Cerita Cinta – Chapter 88. Harapan di ujung Senja

Chapter 88. Harapan di ujung Senja

Kejadian itu masih di parkiran fisip dekat fakultas. Dimana pagi yang cerah itu berubah menjadi kelam karena kondisi Jovan adanya. Rasa panik itu jelas tersirat di wajahku tentang bagaimana saya mengkawatirkan keadaan Jovan yang secara tiba – tiba tumbang di depan mata saya sendiri. Ketika saya panik untuk menolong Jovan, saya sempat memandang ke beberapa orang yang ada di parkiran dengan maksud agar mereka mau untuk menolong atau menanyakan apa yang tengah terjadi dengan kekadih saya. Namun harapan itu hanya mimpi belaka, entah mereka taruh mana rasa kemanusiaan sesama manusia untuk saling tolong menolong, yang jelas mereka hanya memandang bingung tanpa mau mendekat. Sungguh hati ini hancur ketika melihat kelakuan orang sosial yang seperti ini sungguh jiwa sosialnya tidak ada. Maka perasaan benci terhadap jurusan saya sendiri saat itu pun muncul untuk membuat saya marah dan semakin larut dalam keadaan itu.
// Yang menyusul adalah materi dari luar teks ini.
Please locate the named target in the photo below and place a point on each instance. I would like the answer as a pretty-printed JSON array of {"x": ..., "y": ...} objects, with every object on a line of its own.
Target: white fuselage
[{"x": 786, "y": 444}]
Belum habis saya memandangi kelakuan para manusia di sekitar fisip yang saya yakin mereka adalah anak sosial juga tentunya, saya kembali di fokuskan pada kondisi Jovanda yang tak kunjung membaik. Dengan nafas sesak ia berusaha mengucap sepatah kata yang sempat terpotong tadi. Dengan ini hancur sudah bunga cinta yang selama ini saya banggakan. Bukan hancur karena penghianatan, namun hancur karena kisah saya harus di hiasi dengan keadaan seperti ini. Dengan segenap hati yang telah saya teguhkan, saya coba untuk menatap paras Jovan dalam – dalam agar diri ini bisa jadi semangat untuknya merangkai kalimat. Dengan tertatih dan berusaha semampunya, akirnya Jovan berkata dengan lirih di tepi daun telinga saya.

“aku . . . ingiiin, . . pulang yank” tutur Jovan teramat lemah.
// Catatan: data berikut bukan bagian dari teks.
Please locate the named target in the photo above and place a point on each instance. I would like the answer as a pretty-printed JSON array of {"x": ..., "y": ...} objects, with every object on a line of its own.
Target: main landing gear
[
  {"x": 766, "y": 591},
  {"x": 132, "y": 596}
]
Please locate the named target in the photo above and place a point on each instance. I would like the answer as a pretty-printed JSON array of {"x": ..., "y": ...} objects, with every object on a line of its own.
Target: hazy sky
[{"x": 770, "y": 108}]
“iya sayang kita pulang sayang, sebentar ya” rasa panik itu masih melanda pikiran ini.

Saya berfikir sekuat tenaga bagaima ini cara membawa Jovan pulang ke rumah dengan selamat dan aman di jalan. Apakah motor tak aman untuknya, tentu masih aman. Namun rasa nyaman itu sungguh akan sangat menganggu jika ia dalam kondisi seperti seperti ini. dengan menyandarkannya di tempat duduk untuk menunggu sebentar, maka saya segera mancari pinjaman mobil lari ke fakultas Hukum yang tak jauh dari situ sebab saya punya banyak kenalan di sana yang mayoritas anak – anaknya membawa mobil ketika mereka kuliah. Usai mendapat pinjaman, saya langsung boyong itu Jovanda untuk pulang ke rumah dan motor saya pun di tinggal di parkiran sana sendirian. Masalah balik ke kampus, masa bodoh. Yang penting Jovan harus saya pulangkan lebih dulu.
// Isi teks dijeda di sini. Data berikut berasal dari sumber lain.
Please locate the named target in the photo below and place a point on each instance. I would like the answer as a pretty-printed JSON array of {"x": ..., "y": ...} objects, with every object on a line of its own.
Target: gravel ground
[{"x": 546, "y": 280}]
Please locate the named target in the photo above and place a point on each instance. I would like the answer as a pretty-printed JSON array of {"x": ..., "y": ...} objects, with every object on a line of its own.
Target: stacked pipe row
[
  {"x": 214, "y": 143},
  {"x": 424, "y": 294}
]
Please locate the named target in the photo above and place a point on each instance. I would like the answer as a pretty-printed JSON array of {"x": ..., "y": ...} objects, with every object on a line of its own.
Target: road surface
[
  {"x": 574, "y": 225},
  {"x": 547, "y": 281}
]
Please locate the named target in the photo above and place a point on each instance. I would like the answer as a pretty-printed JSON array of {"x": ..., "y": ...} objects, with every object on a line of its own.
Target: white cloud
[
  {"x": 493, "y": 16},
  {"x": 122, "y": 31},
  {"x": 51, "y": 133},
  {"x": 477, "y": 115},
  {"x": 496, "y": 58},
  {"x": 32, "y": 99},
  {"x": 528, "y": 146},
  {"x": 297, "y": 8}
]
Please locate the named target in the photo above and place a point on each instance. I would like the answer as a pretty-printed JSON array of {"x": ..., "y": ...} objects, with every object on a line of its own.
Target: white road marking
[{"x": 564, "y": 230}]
Sesampai di kediaman Jovan, ia di sambut panik juga oleh pembatu yang berkerja di sana. Saya bopong dia sampai masuk kamar dan saya tidurkan ia di atas ranjang agar bisa segera beristirahat, saya lepas sepatu yang tengah ia kenakan agar kaki itu bisa berselimut kain hangat, sebab dingin itu saya rasa mulai menjalar pelan menggerogoti kakinya. Ayah Jovan saat itu masih berada di kampus, sedangkan ibunya, berada di Palembang ada urusan keluarga. Maka hanya ada saya dan beberapa pembantu yang saat itu menunggu kondisi jovan untuk membaik setelah saya suruh beberapa pembantu untuk membuat teh hangat dan memijit kepala Jovan pelan. Dan saya, tentu berada di sampingnya untuk menghiburnya.

Jika sodara menjadi saya, pasti sodara akan merasa curiga tentang apa yang saat ini tengah jovan sembunyikan dari saya. Dengan kondisi yang secara tiba – tiba tumbang ini tidak bisa di sebut sebagai sebuah kebetulan atau rasa lelah belaka. Maka saya yakin ada penjelasan lain di balik rasa sakit yang tengah di derita oleh pacar saya ini. maka dengan ekspresi sedikit marah, saya tanyai itu para pembantu di rumah Jovan untuk berkata jujur kepada saya mengenai kondisi Jovanda saat ini.

“ini sebenernya Jovan sakit, apa ?? tolong jelasin ke aku bik !!” tanyaku sedkit kasar pada bibik yang biasa merawat Jovan sejak kecil.

“bibik ga tau mas, taunya non Vanda udah suka pingsan gini” jawab bibik berbelit kata.

“masa bibik yang ngrawat Jovan sejak dulu ga tau dia sakit apa ??” cecarku masih tak percaya dengan segala omongan dari bibik.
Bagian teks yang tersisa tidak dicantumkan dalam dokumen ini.